Claudel in quell’istante si è sentito chiamato inequivocabilmente alla scrittura. Si può dire che solo ora comincia la sua attività letteraria, che non sarà mai disgiunta dal suo percorso di fede, ma costituirà un tutt’uno con esso, divenendone per questo strumento di conoscenza e di espressione artistica.

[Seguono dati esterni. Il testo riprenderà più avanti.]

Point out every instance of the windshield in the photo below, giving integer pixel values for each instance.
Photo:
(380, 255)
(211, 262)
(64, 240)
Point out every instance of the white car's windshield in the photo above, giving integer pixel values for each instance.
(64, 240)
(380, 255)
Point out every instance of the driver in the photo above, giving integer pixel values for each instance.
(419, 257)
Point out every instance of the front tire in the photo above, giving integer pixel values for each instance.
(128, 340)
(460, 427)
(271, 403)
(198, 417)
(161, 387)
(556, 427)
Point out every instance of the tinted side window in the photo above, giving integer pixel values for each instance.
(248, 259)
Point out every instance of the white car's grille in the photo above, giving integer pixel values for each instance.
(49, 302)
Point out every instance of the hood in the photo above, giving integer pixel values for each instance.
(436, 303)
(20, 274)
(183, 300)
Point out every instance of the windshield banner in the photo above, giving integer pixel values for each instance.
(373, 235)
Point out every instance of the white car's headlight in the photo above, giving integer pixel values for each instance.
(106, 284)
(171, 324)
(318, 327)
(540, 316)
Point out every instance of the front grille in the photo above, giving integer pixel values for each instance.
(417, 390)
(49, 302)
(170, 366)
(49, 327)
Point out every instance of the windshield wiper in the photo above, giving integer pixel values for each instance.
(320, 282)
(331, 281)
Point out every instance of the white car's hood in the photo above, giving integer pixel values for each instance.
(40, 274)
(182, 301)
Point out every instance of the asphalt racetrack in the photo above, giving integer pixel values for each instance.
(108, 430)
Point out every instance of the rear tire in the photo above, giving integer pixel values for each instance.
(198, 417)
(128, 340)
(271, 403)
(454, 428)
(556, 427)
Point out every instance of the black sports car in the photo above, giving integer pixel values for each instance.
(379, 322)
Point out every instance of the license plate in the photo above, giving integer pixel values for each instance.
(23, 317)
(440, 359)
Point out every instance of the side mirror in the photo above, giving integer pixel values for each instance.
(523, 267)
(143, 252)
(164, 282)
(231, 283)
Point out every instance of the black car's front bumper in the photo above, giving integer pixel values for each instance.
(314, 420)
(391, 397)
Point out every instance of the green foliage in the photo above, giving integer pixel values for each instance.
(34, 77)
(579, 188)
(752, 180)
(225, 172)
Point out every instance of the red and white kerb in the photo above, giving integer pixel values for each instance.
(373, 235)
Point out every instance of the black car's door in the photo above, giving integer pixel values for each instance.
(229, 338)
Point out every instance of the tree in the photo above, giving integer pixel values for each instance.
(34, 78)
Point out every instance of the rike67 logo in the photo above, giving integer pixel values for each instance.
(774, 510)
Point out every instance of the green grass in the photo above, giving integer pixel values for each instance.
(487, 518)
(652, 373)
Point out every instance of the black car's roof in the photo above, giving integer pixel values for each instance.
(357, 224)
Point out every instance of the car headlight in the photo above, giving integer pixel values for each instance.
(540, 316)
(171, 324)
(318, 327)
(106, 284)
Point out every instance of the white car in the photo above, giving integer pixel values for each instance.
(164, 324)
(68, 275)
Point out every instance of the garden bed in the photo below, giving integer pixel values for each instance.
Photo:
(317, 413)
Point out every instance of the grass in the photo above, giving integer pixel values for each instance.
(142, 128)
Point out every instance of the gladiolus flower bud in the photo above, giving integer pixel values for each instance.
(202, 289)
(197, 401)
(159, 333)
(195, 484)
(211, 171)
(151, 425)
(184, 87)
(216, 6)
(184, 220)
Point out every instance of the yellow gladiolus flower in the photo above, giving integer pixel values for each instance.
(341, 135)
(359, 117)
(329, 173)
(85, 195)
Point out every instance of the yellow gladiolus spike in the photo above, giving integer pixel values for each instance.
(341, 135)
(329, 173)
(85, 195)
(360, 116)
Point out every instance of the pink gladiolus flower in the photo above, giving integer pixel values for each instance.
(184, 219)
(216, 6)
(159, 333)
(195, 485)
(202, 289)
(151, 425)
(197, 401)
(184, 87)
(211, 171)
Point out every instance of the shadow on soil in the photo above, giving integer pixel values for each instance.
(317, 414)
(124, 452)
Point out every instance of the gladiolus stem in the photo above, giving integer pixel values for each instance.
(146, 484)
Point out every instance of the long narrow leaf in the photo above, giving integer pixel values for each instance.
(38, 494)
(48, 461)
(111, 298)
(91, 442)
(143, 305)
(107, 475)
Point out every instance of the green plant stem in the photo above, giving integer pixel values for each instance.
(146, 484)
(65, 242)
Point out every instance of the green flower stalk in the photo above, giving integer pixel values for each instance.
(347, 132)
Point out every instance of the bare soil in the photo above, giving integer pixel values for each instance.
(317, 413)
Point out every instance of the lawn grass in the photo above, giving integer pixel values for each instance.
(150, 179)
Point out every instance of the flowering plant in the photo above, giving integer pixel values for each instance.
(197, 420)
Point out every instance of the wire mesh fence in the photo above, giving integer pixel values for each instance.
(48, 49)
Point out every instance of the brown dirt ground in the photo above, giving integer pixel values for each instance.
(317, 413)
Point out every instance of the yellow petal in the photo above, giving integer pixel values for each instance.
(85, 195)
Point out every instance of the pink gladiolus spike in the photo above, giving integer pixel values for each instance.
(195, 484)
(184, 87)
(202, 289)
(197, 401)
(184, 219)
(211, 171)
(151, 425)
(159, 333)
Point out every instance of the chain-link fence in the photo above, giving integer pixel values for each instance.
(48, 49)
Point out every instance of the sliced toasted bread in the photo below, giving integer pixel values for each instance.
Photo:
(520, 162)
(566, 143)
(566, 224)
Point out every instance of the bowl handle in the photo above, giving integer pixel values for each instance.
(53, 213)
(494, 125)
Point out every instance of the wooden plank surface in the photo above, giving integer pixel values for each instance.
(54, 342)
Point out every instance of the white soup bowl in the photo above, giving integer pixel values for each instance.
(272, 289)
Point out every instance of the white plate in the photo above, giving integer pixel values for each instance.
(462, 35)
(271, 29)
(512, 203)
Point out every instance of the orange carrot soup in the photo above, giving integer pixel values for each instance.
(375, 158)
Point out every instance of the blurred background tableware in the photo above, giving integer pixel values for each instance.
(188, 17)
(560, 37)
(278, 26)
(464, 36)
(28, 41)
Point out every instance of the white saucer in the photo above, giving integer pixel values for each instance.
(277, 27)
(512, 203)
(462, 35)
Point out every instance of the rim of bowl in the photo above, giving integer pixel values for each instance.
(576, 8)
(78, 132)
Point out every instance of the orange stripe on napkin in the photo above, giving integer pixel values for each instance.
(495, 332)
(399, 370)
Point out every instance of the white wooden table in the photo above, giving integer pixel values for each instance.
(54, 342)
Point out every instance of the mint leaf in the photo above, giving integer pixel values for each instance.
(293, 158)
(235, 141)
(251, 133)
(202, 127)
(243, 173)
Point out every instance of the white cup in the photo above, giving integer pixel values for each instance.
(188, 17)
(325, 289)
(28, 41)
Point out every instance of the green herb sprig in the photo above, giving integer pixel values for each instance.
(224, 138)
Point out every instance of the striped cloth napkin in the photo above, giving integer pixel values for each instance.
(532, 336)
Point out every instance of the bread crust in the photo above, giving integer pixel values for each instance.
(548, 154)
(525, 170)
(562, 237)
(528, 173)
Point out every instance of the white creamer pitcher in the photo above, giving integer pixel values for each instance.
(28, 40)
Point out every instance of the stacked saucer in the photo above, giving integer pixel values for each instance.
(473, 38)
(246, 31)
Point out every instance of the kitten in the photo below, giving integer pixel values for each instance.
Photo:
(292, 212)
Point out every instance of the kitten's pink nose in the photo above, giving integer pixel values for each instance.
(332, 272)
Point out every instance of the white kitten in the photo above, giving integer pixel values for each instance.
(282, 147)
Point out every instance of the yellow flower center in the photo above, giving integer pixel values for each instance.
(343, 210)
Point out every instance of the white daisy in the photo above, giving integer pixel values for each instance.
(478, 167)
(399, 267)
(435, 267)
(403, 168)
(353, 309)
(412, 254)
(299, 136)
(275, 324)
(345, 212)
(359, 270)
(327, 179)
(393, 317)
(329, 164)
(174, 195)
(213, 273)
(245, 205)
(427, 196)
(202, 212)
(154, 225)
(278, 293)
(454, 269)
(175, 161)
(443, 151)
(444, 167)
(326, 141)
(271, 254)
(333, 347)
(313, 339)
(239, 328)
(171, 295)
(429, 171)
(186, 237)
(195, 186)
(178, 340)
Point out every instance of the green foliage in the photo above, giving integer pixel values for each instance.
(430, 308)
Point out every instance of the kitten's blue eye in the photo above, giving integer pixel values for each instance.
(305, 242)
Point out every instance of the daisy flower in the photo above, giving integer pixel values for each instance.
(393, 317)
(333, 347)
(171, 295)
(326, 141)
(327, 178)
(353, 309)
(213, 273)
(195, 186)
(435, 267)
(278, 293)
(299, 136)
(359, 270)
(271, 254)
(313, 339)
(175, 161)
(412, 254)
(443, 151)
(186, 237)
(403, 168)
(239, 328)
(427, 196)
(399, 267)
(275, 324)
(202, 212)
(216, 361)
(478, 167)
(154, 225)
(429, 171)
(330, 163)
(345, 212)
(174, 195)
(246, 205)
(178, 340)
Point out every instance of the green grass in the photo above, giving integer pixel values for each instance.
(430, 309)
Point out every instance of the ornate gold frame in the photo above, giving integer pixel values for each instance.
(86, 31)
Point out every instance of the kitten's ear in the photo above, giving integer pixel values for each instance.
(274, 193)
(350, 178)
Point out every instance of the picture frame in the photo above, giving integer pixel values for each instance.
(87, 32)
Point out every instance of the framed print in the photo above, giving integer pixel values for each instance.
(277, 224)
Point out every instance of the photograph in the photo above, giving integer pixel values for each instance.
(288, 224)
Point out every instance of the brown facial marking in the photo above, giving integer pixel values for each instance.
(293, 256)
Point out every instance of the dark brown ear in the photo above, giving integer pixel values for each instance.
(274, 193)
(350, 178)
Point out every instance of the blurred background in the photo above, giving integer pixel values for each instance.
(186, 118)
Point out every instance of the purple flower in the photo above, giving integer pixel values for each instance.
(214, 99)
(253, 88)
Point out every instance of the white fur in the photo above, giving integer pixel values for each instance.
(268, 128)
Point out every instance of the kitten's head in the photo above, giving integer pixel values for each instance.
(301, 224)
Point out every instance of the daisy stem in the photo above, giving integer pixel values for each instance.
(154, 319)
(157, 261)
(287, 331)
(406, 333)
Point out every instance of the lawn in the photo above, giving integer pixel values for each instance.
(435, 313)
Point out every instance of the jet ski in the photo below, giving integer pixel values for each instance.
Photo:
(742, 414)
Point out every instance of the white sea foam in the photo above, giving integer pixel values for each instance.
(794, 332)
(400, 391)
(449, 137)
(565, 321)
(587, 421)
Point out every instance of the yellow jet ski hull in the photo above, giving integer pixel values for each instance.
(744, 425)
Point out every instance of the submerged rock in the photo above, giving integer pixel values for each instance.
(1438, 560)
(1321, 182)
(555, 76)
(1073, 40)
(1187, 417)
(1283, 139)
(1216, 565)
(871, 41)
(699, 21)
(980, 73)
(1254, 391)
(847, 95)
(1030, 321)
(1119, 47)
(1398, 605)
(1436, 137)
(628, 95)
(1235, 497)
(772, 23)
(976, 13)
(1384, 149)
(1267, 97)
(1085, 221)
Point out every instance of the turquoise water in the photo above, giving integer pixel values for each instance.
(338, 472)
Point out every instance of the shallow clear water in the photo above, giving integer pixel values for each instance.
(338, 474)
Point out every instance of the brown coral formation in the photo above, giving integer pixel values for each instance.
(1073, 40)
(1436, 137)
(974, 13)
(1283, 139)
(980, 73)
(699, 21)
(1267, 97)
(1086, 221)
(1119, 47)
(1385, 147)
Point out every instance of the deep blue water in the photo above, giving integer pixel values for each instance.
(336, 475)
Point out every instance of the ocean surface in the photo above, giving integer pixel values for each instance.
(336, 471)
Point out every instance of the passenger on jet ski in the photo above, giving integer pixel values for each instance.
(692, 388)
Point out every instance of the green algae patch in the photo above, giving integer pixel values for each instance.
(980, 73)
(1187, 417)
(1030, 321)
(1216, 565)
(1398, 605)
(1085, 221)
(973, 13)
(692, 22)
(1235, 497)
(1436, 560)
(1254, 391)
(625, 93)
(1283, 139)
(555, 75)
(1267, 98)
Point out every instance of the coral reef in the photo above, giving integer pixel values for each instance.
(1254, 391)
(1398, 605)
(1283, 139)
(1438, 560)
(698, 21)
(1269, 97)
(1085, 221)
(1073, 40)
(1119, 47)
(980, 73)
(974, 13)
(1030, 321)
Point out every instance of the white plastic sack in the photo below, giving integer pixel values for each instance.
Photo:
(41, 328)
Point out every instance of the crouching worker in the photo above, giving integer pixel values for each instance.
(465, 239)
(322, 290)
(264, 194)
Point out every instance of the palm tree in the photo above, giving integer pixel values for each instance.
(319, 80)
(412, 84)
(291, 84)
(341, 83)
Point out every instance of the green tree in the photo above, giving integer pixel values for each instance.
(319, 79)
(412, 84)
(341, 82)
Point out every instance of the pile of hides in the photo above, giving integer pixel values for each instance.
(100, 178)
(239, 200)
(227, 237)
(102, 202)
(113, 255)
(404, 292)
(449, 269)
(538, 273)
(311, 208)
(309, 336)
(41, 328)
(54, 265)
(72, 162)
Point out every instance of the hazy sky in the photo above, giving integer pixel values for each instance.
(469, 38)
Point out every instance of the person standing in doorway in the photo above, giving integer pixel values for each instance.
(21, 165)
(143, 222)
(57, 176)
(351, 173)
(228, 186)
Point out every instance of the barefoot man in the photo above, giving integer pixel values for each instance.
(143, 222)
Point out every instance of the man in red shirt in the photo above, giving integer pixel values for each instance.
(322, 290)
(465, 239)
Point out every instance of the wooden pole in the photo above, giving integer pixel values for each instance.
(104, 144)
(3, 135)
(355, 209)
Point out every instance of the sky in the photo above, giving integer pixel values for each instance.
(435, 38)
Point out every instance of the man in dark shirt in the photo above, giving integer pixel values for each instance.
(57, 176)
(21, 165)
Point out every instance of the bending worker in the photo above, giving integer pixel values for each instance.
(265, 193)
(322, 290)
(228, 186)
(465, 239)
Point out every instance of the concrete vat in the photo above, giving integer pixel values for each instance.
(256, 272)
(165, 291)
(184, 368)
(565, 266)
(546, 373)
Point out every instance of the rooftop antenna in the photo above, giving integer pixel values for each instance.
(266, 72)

Tre anni dopo pubblica l’opera teatrale Testa d’oro. «Certamente – gli dirà Mallarmé – il teatro è in lei». Ma Paul in quegli anni decide di impegnarsi soprattutto nel diritto e nelle scienze politiche; superato un concorso, comincia a lavorare presso il Ministero degli affari esteri. Viene nominato viceconsole e mandato a New York, successivamente a Boston (1893). Lì stabilisce quella che sarà la sua regola di vita: sveglia ogni mattina alle 6 per pregare o recarsi a Messa; lavori personali fino alle 10, il resto del tempo dedicato alla diplomazia.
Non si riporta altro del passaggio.